Tuesday, October 12, 2010



Reviewed May 12, 2009

Rating: 8.0 Very Good

Joss Whedon’s Serenity is an unusual film. It is a movie continuation of a cancelled television show (Firefly), and fits snuggly into a genre that I’m fairly certain it is the only member of: the Western Space Opera. It certainly is a new take on the classic space adventure, and a refreshing one. The film is ambitious, and mostly succeeds. This is one of the better Sci-Fi movies in recent years, and you need not be familiar with the source material to enjoy it (the first time I saw it I wasn’t, and I did).

Serenity has a lot going for it. For an epic sci-fi with a relatively small budget, the effects are top notch. It is not at all difficult to accept this as a possible, if not entirely desirable, future. The cinematography is impressive, managing to convey both a past (Western) and future (Space Opera) feeling within the same movie, and sometimes within the same scene. The story, a combination of escape-the-authority and mystery, is interesting and, for the most part, cleverly written. It manages to be more thought provoking than some of its peers and, while arguably heavy-handed at times, its message is effective. Some of the dialogue, especially the captain’s, is masterful. Of course, as a Joss Whedon picture anything less would be a surprise.

The cast, played exclusively by B-list and below stars, is great. Three characters in particular stand out, and it is a credit to the enjoyability of this movie that they are probably the three most important roles. Captain Malcolm Reynolds, played lovingly by Nathan Fillion, exudes bundles of attitude, and perhaps something deeper. River Tam (Summer Glau), is enigmatic and pulls off a feeling of both vulnerability and intense danger. Finally special commendation goes out to Chiwetel Ejiofor, whose Operative is one of the more complex and interesting science fiction villains we’ve seen in a long time.
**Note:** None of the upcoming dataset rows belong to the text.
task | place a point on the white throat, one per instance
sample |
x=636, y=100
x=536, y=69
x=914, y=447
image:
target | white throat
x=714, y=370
One problem that arises on occasion is screenplay contrivance. A few times I wondered why exactly characters were behaving as they were, and there is a deus ex machina during the climax that, while not movie-breaking, is annoying. There are also a time or two where the acting stumbles, and it is clear that some of these actors belong on the small screen. Jewel Staite (Kaylee) in particular seems to be a little self-conscious with her character at times.

Firefly is a highly enjoyable science fiction adventure that, while not perfect, is more than solid. No matter how new to the source material you are, this one is worth your time.